Making Concentric Circles: The Performative Aspects of Sufi Devotional Practices and Modes of Constructing a Reality

  • Wahyu Widodo
Date
Thursday 17 April 2025
Time
Serie
What's New?! Spring Lecture Series 2025
Address
Lipsius
Cleveringaplaats 1
2311 BD Leiden
Room
0.30
The participants of the 'Walikutuban ritual' forming a concentric circle (Depok, 1 May 2021) (Courtesy of Panata Dipantara YouTube channel).

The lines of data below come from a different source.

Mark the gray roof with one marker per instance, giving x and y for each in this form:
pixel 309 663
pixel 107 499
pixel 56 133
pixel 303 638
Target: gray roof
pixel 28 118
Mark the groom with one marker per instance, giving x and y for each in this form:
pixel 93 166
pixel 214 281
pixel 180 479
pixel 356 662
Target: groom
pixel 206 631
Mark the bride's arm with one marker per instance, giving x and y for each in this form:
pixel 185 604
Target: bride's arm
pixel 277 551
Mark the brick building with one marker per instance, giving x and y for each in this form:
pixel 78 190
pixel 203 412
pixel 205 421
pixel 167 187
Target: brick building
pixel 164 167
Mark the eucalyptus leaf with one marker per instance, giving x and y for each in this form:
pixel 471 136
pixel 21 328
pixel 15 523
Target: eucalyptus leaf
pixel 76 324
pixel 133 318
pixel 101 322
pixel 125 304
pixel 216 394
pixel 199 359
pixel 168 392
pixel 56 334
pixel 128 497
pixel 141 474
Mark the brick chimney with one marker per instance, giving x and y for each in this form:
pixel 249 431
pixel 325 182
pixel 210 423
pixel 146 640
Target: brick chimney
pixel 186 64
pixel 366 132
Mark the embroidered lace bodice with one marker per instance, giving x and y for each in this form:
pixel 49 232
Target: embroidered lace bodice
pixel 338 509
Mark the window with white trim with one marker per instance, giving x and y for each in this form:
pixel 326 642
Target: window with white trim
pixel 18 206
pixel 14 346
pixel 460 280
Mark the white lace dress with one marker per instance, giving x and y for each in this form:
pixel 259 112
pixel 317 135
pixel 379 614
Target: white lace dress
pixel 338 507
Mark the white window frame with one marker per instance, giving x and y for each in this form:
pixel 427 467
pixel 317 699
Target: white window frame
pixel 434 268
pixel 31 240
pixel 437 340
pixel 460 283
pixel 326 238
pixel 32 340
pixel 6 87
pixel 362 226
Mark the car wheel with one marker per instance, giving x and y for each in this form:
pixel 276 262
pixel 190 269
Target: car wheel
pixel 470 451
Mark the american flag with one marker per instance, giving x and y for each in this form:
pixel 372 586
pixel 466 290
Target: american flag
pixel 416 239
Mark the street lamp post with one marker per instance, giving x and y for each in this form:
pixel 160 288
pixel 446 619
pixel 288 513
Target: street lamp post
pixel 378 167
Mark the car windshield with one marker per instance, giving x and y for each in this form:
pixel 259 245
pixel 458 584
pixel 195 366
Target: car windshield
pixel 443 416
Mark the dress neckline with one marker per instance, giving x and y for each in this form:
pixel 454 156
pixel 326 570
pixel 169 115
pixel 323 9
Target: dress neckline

The involvement of bodily movements has been deeply embedded in Islamic devotional practices in the Islamic world, e.g., in Devran dhikr in several Turkish Sufi paths and in the performance of ṣalawatan in several majlis dhikr in Indonesia. Furthermore, the position of the Arabic language is central to devotional performances, and it has always been accompanied by other languages (e.g., Indonesian, Turkish, and other local languages). In this lecture, I will explore a Sufi ritual involving the asking of help to God through the Wali Kutub (Ar. sing. quṭb, pl. aqṭāb; Jv. Kutub) or ‘the Poles of the Saints’. This ritual is known as the Walikutuban (see figure 1). Since 2014, this Sufi ritual has been revitalized and practiced by the members of the Nahdhatul Ulama (NU), the largest Islamic organization in Indonesia. This ritual is closely connected with conception of the Sufi saint’s hierarchy (marātib al-awliyā’ or ṭabaqat al-awliyā’) and the conceptions of sainthood and prophethood (nubuwwa) in Islamic doctrine. In this lecture, I will discuss the spatial positionality of the participants in the Walikutuban ritual, particularly the spatial arrangement of the leader and the participants, as well as their body orientations. The choreography of the ritual involves being arranged in concentric circles, where the participants encircle the leader while moving and pausing at each of the cardinal points to call upon the invisible Wali Kutub who are located in certain corner of the world. Furthermore, I will examine the sounding patterns in the ritual text that are uttered by the participants and the leader in unison when they call upon to the Wali Kutub. I conceive of the performative elements of the ritual as modes of constructing a reality. The interplay between the modes of the arrangement of the participants and the sounding of the text in the ritual construct the desired reality of the ritual’s devotees. Thus, the performative elements of this ritual help us to understand what worlds the ritual’s participants are trying to build.

About the speaker

Wahyu Widodo is lecturer at the Faculty of Cultural Sciences at Brawijaya University in Malang, Indonesia. His doctoral thesis explores the Walikutuban ritual from the philology of performance lens.